The maternal recognition of pregnancy (MRP) signal in the mare has not been determined, although oestrogens have been proposed as a potential candidate.
To determine effects of intrauterine administration of oestrogen and various oils on cyclic luteolysis in the mare. Hypothesis: Intrauterine oestradiol or fatty acids may suppress luteolysis in the cycling mare when administered during late dioestrus.

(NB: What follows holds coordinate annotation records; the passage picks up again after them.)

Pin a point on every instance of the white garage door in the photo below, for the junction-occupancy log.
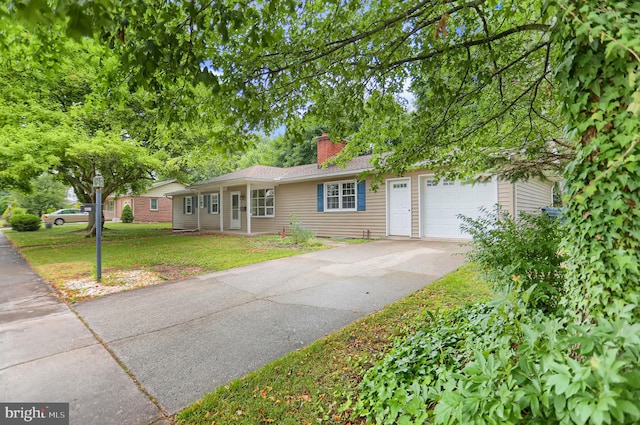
(443, 201)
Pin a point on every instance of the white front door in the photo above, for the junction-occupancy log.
(399, 207)
(235, 211)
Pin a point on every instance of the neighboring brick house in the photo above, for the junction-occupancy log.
(149, 207)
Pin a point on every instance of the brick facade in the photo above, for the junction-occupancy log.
(141, 207)
(327, 149)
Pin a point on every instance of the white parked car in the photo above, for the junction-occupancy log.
(67, 215)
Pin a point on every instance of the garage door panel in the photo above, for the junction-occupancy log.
(444, 202)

A single 1 ml dose of slow-release oestradiol (10 mg/ml) in fractionated coconut oil was infused into the uterine lumen of cycling mares on Days 6, 8, 10, 12 or 14 post ovulation (n=12 in each group). Four further groups, each of 12 mares, received an intrauterine infusion of either 1 ml of fractionated coconut oil, peanut oil, mineral oil or a slow-release preparation of oestradiol (10 mg/ml) in mineral oil on Day 10 post ovulation. Serial blood samples were assayed for progesterone concentrations to monitor luteal function.
Intrauterine administration of oestradiol in fractionated coconut oil showed peak efficacy at Day 10 when luteolysis was delayed in 11/12 (92%) mares. The ability of the treatment to delay luteolysis was not significantly different when administered on Days 8 (9/12; 75%), 12 (10/12; 83%) or 14 (6/12; 50%) of dioestrus, but declined significantly when given on Day 6 (3/12; 25%). Oestradiol was not needed to initiate luteostasis since fractionated coconut oil alone or peanut oil administered at Day 10 induced the same high rate of luteal persistence (11/12; 92% for both oils). In contrast, mineral oil did not prolong luteal lifespan, either when administered alone (2/12; 17%) or combined with oestradiol (3/12; 25%).
These results do not unequivocally rule out a possible involvement of embryonic oestrogens in MRP in the mare but suggest it is unlikely. The results demonstrate that plant oils can postpone luteolysis, suggesting they may modulate synthesis or release of prostaglandins from the mare's endometrium.
Administration of fractionated coconut or peanut oil on Day 10 post ovulation provides an effective and practical method of prolonging luteal function ('pseudopregnancy') thereby suppressing unwanted oestrous behaviour. Further studies to elucidate the mechanism by which this is achieved may increase understanding of both luteostasis and MRP signal in the mare.